Last night, hundreds of residents of East Palestine, Ohio, gathered to demand answers from local, state, and US federal officials about the disastrous train derailment and subsequent burning of toxic chemicals earlier this month.
Given the threats to human health and the environment, they deserve clear and honest answers.
But the rest of us need to be asking questions now, too.
A number of hazardous chemicals were involved in the fiery derailment, and the response by authorities included the controlled release and burn of at least one particularly worrying one: vinyl chloride.
Vinyl chloride is a colorless and highly flammable industrial chemical used to make plastic products, and it’s been linked to various types of cancer.
With their controlled burn, authorities said they wanted to avoid unpredictable explosions.
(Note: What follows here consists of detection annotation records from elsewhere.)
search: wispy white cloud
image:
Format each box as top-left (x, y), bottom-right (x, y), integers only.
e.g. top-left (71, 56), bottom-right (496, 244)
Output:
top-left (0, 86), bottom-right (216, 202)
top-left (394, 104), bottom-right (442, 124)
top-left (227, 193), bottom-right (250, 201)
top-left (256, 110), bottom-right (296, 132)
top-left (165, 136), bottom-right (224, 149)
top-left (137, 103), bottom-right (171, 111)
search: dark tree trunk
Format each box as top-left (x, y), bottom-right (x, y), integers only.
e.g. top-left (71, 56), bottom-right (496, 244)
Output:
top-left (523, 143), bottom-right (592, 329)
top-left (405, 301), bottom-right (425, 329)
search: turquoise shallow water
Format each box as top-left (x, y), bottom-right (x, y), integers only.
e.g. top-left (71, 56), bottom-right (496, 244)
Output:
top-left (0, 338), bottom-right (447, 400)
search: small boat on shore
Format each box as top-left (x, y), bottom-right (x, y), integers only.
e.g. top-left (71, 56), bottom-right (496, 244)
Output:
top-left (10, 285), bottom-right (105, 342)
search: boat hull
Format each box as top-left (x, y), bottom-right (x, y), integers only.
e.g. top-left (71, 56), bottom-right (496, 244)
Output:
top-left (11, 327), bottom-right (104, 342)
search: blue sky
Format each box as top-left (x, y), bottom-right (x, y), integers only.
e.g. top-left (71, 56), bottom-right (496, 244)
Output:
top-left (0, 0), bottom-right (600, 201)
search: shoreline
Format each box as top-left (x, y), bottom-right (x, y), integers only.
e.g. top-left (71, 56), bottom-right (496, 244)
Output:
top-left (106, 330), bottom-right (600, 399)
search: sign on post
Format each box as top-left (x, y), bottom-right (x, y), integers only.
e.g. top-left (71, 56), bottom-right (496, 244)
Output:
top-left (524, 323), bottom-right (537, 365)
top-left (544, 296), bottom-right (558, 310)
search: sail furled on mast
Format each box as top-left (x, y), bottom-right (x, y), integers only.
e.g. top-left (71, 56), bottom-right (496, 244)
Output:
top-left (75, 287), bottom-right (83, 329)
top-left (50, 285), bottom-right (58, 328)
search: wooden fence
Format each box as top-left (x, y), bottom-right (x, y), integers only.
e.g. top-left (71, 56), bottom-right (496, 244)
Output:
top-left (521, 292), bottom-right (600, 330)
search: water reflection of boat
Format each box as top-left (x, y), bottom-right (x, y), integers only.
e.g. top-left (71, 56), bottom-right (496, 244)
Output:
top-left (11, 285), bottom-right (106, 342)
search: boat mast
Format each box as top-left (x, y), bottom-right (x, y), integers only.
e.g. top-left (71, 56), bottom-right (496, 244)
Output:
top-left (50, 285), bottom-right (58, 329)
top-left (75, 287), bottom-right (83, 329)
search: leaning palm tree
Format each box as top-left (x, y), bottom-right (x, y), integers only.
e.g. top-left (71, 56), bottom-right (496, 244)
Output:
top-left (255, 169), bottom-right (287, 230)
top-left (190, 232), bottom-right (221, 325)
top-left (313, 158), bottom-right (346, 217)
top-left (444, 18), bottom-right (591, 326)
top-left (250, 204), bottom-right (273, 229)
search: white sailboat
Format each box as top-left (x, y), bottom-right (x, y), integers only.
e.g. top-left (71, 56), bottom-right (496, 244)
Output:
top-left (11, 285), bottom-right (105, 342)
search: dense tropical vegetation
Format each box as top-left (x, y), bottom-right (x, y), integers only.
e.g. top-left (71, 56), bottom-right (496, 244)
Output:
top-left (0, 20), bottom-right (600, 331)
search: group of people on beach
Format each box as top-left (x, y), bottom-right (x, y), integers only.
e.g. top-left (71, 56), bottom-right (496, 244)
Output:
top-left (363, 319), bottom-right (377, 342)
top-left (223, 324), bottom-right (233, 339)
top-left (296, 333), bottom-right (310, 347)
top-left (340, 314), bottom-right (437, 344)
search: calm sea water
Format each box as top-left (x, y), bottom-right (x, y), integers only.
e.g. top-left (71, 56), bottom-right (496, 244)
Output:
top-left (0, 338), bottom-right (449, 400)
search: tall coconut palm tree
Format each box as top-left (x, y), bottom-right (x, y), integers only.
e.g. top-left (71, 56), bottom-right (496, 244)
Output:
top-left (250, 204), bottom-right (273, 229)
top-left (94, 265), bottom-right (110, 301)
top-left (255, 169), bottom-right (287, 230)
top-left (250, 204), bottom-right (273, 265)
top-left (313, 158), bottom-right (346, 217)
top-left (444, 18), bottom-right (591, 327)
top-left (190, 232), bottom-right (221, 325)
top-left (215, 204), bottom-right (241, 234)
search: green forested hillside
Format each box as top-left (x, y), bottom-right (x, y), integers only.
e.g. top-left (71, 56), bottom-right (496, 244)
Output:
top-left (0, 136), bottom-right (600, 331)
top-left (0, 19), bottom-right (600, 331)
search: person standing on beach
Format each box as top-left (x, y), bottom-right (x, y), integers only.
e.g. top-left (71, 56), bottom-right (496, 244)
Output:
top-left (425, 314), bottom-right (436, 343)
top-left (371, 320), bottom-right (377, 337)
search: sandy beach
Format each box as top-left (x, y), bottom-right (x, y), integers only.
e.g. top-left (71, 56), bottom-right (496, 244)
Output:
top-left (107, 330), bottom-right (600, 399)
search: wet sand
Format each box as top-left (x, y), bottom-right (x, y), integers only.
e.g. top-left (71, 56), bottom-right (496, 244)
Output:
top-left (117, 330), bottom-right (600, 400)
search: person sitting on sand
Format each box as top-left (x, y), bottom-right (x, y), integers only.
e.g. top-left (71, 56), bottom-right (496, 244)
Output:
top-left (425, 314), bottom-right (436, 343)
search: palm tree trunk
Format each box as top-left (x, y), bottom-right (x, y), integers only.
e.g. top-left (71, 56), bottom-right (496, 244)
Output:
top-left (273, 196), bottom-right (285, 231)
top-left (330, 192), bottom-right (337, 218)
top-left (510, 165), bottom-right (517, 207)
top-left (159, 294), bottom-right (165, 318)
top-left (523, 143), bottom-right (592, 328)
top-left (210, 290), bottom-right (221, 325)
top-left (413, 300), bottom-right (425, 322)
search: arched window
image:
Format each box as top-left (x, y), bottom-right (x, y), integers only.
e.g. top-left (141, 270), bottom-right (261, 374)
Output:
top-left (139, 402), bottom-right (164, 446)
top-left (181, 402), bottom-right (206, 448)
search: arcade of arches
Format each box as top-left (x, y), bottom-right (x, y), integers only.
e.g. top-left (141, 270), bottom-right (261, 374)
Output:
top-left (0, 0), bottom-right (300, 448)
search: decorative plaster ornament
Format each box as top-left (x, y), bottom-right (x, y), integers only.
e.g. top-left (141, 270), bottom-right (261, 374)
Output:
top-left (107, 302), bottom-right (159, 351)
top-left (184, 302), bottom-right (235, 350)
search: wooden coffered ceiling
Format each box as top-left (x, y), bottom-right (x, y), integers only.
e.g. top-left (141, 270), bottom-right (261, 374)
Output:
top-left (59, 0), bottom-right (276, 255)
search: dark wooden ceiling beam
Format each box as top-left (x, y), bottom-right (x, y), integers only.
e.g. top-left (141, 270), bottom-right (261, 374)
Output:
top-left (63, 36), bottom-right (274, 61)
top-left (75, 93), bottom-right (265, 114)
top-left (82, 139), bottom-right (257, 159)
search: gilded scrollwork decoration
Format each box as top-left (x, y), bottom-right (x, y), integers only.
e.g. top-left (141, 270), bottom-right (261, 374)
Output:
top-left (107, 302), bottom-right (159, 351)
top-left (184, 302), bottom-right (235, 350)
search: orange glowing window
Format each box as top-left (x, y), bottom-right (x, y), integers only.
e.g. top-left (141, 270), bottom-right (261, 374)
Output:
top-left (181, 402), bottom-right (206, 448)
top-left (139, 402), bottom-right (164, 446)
Still, even with the evacuation of the area – which the governor of Ohio called “a matter of life and death” – residents exposed to smoke and fumes will naturally have health concerns in the weeks and years ahead.
But this is not just a local problem that impacts a few thousand people in a small community in Ohio. Nor is it only a “wake-up call” to the dangers of train derailments for those residing near rail lines that transport toxic chemicals – like the estimated 25 million Americans who live in an “oil train blast zone.”
This is actually part of a much wider problem – the big problem that affects all eight billion of us.
That’s because vinyl chloride is produced exclusively from fossil fuels, the burning of which, as we’ve explained in detail in this newsletter before, is causing climate change and all its deadly human-rights-related impacts. And, as we’ve also discussed here, plastics themselves are a human rights issue.
We’re all connected to East Palestine, Ohio. The disaster there is a warning to everyone everywhere: our governments have a human rights obligation to rapidly phase out fossil fuels and reduce production and consumption of plastics.
We have to get off this toxic train.